Jason DeCaires Talyor’s new installation: The first underwater forest in Cyprus

After decorating the seas of France, Australia, and the Maldives with his submerged sculptures, British artist Jason deCaires Taylor has now created yet another underwater museum, this time in Ayia Napa, Cyprus. Dubbed 'MUSAN,' the underwater forest is the first of its kind, and it takes shape as an installation of over 93 pieces in tree, human and hybrid forms. The intricate artworks are built to serve as complex artificial riffs, inviting the local marine life to inhabit them. 

All images are courtesy:
© MUSAN / @JasondeCairesTaylor
© MUSAN / Costas Constantinou

The sculptures by Jason de Caires Taylor draw influence from the interaction between man and nature, while many adopt a tree-human hybrid appearance, reminding of greek mythological creatures. Among the numerous trees, the artist has also placed playing children to express the need to re-connect with the natural world, to discover and explore its beauty. As they play hide-and-seek in the woods, these forest children hold cameras in their hands and point their lenses at adult sculptures, which represent the human race. 'they hope for a future in which the mystery and magic of nature will return,' the artist shares.
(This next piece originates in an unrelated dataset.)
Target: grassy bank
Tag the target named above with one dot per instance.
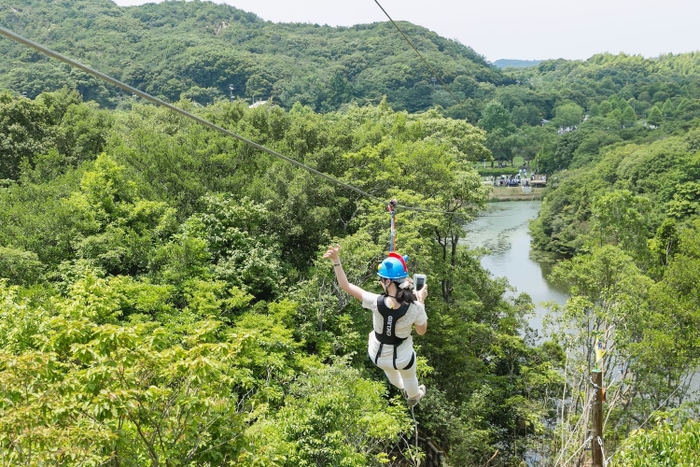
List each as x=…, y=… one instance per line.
x=514, y=194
Being a famed environmentalist, Jason de Caires Taylor has formed artworks from pH-neutral materials and sea elements such as stones, rocks, and shells to generate a friendly environment for the marine species to explore. The installations are placed at various depths to attract multiple creatures from the seafloor to its surface. The installation is expected to enrich the area's biodiversity, establishing an impressive underwater forest, the first of its kind in the world, which will only keep expanding in the future. Placed just 200 meters from the coastline of the Pernera beach in crystal clear water, it is accessible to scuba divers, freedivers, and snorkelers.

Like all of de Caire Taylor's works, the underwater forest is also part of an eco-art movement, in which sculptures interact with their surroundings and evolve in unexpected ways. In this way, there is no final product but a dynamic seascape that develops and constantly changes through the passage of time. Eventually, the sculpted trees and the children around them will be consumed by marine life, providing shelter to a variety of creatures, whilst reminding that humans need to make an effort to revive their connection with the natural world.